The results presented in Sect. 4 show that it is in fact possible to use the LNNDP training algorithm for the RBFNN. And they also offer data to support the claim that such a network shows a better performance than the LNNDP. According to the set of experiments that we have performed so far, the results show that the selection of the centers of the Gaussians allow a better accuracy in the classifier. Compared with the RNMDP, our approach always achieves a higher accuracy. Although it is not possible to generalize from only one set of experiments, we believe that the approach could be consider as an interesting option to alleviate the tuning of a radial-basis neural network.

Our contribution is to provide a method that automatically adjusts a RBFN depending on the data, requiring no intervention from the user, and giving a good accuracy, even better than the one given by some other classifiers. There are two main advantages in the method: (1) There is no intervention needed from the user. The method works automatically. (2) The amount and location of the radial-basis functions yields performances better or very similar to other approaches. The main disadvantage would be the limitation on the number of attributes that can be considered. Although some alternatives such as the use of Principal Component Analysis are possible.

Of course, there are a number of issues that could be explored in future work. We identify at least this ones:

  • Calculate the amplitude \(\sigma _j\) for each hidden layer node.
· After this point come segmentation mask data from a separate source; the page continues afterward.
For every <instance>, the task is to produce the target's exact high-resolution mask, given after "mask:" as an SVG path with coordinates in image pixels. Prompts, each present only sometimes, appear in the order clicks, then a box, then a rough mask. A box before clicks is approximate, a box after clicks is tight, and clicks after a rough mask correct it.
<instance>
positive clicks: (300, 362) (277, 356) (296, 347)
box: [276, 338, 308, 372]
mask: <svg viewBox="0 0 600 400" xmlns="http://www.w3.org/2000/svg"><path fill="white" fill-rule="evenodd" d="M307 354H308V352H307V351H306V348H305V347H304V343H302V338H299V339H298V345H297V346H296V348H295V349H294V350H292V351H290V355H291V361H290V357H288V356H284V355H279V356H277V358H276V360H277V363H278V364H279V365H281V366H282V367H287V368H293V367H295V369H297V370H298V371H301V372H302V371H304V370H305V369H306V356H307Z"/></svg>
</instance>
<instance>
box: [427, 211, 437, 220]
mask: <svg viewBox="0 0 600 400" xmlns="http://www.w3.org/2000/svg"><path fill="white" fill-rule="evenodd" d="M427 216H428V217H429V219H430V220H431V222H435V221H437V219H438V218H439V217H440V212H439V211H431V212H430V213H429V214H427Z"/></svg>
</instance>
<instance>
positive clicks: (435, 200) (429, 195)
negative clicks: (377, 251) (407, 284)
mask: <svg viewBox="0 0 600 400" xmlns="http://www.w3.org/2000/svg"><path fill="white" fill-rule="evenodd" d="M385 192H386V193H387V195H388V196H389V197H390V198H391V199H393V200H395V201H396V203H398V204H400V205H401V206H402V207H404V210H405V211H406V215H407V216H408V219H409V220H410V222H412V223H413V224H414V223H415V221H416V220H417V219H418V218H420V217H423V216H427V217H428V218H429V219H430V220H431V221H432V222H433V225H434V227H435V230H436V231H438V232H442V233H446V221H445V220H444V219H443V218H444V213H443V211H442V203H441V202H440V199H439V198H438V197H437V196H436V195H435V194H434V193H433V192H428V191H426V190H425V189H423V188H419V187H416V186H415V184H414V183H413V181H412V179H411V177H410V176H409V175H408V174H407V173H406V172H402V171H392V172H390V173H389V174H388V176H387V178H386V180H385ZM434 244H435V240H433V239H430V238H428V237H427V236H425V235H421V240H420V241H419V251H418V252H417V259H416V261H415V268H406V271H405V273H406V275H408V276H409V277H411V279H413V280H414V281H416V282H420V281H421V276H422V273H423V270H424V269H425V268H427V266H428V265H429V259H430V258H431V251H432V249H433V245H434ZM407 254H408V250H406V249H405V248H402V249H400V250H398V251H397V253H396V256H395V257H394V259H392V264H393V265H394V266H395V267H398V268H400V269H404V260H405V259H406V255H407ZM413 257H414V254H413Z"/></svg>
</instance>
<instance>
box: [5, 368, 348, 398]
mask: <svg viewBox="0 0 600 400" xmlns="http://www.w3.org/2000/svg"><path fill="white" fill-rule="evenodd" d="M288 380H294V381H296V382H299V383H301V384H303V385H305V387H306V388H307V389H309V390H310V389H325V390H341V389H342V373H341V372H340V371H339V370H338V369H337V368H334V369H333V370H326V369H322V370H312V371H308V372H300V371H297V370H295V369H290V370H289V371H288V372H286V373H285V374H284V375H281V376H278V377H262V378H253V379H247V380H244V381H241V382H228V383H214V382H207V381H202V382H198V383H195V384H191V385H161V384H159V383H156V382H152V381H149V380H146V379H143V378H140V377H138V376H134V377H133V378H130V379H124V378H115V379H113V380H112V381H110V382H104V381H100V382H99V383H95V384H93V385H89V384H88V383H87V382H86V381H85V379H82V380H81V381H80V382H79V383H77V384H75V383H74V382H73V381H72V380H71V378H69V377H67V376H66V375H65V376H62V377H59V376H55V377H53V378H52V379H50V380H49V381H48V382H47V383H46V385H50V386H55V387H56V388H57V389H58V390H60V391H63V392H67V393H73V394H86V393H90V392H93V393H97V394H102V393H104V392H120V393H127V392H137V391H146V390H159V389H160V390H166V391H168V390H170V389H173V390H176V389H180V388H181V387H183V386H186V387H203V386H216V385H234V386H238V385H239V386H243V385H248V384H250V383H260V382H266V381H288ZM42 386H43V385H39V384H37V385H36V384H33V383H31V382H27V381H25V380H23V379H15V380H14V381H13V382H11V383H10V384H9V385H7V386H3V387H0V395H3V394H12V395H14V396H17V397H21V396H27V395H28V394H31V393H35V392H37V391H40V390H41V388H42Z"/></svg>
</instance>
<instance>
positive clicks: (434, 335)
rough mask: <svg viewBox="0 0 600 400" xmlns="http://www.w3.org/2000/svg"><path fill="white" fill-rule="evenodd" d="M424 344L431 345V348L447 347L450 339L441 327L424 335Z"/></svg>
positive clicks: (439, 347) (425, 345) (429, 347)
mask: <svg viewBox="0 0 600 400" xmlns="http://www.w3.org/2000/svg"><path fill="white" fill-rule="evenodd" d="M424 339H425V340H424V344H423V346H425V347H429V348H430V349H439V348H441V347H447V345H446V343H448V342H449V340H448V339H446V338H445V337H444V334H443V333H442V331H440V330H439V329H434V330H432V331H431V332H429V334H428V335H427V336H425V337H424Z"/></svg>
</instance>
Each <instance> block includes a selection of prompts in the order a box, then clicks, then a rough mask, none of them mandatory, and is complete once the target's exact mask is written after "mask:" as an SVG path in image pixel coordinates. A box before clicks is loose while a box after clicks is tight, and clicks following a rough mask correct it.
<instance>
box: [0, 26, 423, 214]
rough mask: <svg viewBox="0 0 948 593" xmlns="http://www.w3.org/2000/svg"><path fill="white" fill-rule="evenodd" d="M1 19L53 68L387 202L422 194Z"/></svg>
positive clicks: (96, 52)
  • Include more classifications algorithms in the comparison, e.g. SVM, ELM, MLP, Bayes.

  • Run a design experiment to see if iterations, sigma and normalization are statistically significant.

  • In a extended version of this work, we consider studying the influence of parameters such as the amplitude of the Gaussians, and the number of hidden neurons for different problems.